Social Engineering Hacker Attacks
You will be tested on security topics on the A+ Exams when seeking your CompTIA A+ Certification. A social engineering attack occurs when a hacker tries to obtain information or gain access to a system through social contact with a user. Typically, the hacker poses as someone else and tries to trick a user into divulging personal or corporate information that allows the hacker access to a system or network.
For example, a hacker calls your company’s phone number, listed in the phone book, and poses as a technical support person for your company. He tells the user who answers the phone that a new application has been deployed on the network, and for the application to work, the user’s password must be reset. After the password is reset to what the hacker wants, he might “verify” with the user the credential that the user uses. A user who is not educated on social engineering might divulge important information without thinking.
A social engineering attack is an attack where a hacker tries to trick a user or administrator into divulging sensitive information through social contact. After the sensitive information is obtained, the hacker can then use that information to compromise the system or network.
This example might sound unrealistic, but it happens all the time. If you work for a small company, you might not experience a social engineering attack. In a large corporate environment, though, it is extremely possible that a social engineering attack would be successful if the company does not educate its users. A large company usually has the IT staff or management located at the head office, but most branch locations have never talked to IT management, so those branch employees would not recognize the voices of the IT folks. A hacker could impersonate someone from the head office, and the user at the branch office would never know the difference.
There are a number of popular social engineering attacks scenarios — and network administrators are just as likely to be social engineering victims as “regular” employees, so they need to be aware. Here are some popular social engineering scenarios:
- Hacker impersonates IT administrator. The hacker calls or emails an employee and pretends to be the network administrator. The hacker tricks the employee into divulging a password or even resetting the password.
- Hacker impersonates user. The hacker calls or emails the network administrator and pretends to be a user who forgot her password, asking the administrator to reset her password for her.
- Hacker emails program. The hacker typically emails all the users on a network, telling them about a security bug in the OS and that they need to run the update.exe file attached to the email. In this example, the update.exe is the attack — it opens the computer up so that the hacker can access the computer.
Educate your users never to run a program that has been emailed to them. Most software vendors, such as Microsoft, state that they will never email a program to a person: Instead, they will email the URL to an update, but it is up to the person to go to the URL and download it.
Phishing is a type of social engineering that involves the hacker sending you an email that is impersonating a site such as a bank or an online site like eBay. The email message typically tells you that a pressing matter exists, such as a security compromise with your account, and that you need to log on to your account to verify your transactions. The email message gives you a link to use to navigate to the site, but instead of navigating to the real site, the hacker is leading you to a fake site that he or she has created. This fake site looks like the real site, but when you type in your username and password, the hacker captures that information and then uses it to access your account on the real site!

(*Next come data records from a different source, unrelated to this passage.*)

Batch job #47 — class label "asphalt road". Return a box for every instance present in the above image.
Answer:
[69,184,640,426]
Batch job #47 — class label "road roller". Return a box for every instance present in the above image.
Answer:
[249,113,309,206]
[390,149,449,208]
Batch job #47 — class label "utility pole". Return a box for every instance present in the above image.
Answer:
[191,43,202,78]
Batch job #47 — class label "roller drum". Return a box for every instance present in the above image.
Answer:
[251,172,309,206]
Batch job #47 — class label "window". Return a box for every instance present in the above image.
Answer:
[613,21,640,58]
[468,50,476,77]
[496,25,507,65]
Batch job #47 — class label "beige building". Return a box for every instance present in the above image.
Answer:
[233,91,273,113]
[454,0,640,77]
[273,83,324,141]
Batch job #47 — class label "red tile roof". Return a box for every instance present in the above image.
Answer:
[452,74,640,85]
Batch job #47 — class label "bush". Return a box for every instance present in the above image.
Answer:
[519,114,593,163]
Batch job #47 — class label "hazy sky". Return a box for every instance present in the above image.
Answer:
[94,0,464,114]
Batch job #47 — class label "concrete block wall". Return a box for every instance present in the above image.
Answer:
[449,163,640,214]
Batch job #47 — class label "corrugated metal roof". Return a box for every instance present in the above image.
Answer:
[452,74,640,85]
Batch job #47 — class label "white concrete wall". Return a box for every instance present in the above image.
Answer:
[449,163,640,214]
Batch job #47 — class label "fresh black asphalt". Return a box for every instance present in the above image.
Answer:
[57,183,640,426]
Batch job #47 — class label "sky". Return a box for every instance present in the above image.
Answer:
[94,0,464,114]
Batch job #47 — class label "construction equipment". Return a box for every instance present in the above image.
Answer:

One form of phishing is known as spear phishing. Spear phishing is a phishing attack that is targeted toward a specific individual or company. While phishing is a general email sent out to anyone, spear phishing is targeting a specific person or company in hopes of tricking that person into compromising security.
It is important to educate employees about phishing attacks and know that they should not click the link that is available in the email message. Navigate to the site manually through the browser by typing the URL yourself.
Shoulder surfing is another type of social engineering attack where someone hangs out behind you and watches what you type on the keyboard. The person is hoping to discover sensitive information such as a password. The key to protect against shoulder surfing is to educate employees and inform them that they should never type sensitive information while someone is looking over their shoulder or at their screen.